The UFW pioneered many of the organizing ideas which LAMAP and similar campaigns are adopting. Rodriguez criticizes the traditional style in which paid organizers make all the decisions, and workers just carry them out. "There's no way a campaign's going to be successful if workers don't take the leadership of it, if they don't take a role in making the decisions about what needs to be done, what strategies and tactics to use, and are just told to implement them. They can't be part of the effort to organize themselves in just a superficial way."

Democracy, Rodriguez says, is therefore a fundamental part of the process. "Workers are smart people, and can see very quickly if they're just pawns in an organization. If they think that, then there's really no commitment on their part to really do what's necessary to bring about change within the labor movement or in their workplace."

Along with democracy and militant tactics, alliances between unions and organizations in working-class communities is another element of progressive organizing strategy. David Sickler criticizes unions for hav-ing been too slow to forge community alliances in the past. "We organized in a vacuum," he asserts. "By the time we got in fights with a company, and went to get community support, it was already too late. The employer was seen as more of a resident of the community than the workers."

In a yearlong process of preparation, LAMAP has sought to build relationships with community organizations throughout southeast LA. LA CAUSA, a grassroots campaign against environmental racism organized by Communities for a Better Environment, sees LAMAP as a valuable potential ally. Carlos Porras, the campaign's southern California director, acknowledges that "the environment is not the number one need in peoples' lives - people have to sustain themselves first," he says. "Once they've started to climb the economic ladder, they start articulating demands for a better environment to live in." Olney responds that "communities represented by unions can use them to raise their economic level and win political power."

LAMAP has followed the network of organizations among immigrant workers themselves, many of whom belong to clubs based on the state of Mexico from which they immigrated. Ochoa and other labor and immigrant rights activists used that network last year to build the huge 100,000-strong march of immigrant workers to protest Proposition 187. LAMAP organizers meet regularly with church organizations in the immigrant community, and have begun reaching beyond Latino immigrants to organizations in the city's large Korean community as well.
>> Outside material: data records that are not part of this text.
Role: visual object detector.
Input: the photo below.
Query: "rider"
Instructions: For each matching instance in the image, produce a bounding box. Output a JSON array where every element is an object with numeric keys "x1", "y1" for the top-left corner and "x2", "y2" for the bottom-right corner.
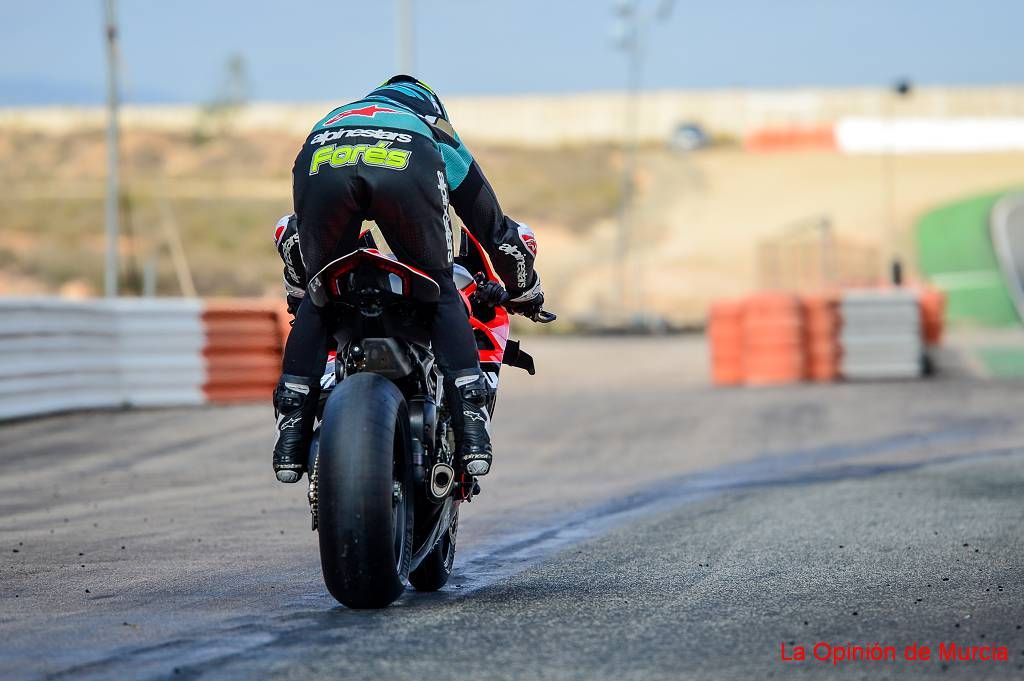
[{"x1": 273, "y1": 76, "x2": 544, "y2": 482}]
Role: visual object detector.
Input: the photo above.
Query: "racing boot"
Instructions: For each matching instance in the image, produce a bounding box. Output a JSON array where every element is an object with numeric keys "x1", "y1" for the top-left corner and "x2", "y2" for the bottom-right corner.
[
  {"x1": 273, "y1": 374, "x2": 319, "y2": 482},
  {"x1": 451, "y1": 369, "x2": 490, "y2": 475}
]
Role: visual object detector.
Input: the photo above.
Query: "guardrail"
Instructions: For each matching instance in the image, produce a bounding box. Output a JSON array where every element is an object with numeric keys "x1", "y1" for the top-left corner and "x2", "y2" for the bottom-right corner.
[{"x1": 0, "y1": 298, "x2": 288, "y2": 420}]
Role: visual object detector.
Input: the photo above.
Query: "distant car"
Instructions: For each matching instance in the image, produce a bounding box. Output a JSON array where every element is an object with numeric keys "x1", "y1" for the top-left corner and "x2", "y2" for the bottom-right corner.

There are high expectations that the new Sweeney administration in the AFL-CIO will initiate plans for effective action and growth through organizing. Only a few areas of the country are preparing for large-scale, multi-union organizing drives, and LAMAP already has a year of resesarch and base-building behind it. That gives LAMAP a strong argument for increased support from the federation. LA has the additional advantage of an immigrant workforce with a decade of organizing battles already under its belt.

"We have to understand," Ochoa warns, "that we have a more sophisticated group of people than the media leads us to believe. The image of the poor immigrant coming from the rural areas of Mexico is no longer accurate. We're going to find a rich history of Mexican trade unionism here in the United States. We have to avoid the Christopher Columbus syndrome, assuming we're discovering and bringing to light something which in fact has been here for many, many years. We have to understand that the immigrant community is maturing, that it's ready to hook up with an institution like labor. Especially in the aftermath of 187, it's ready to do whatever is necessary to defend itself."

And that includes, Ochoa obviously hopes, making LAMAP the largest organizing drive since the titanic industrial wars of the 1930s.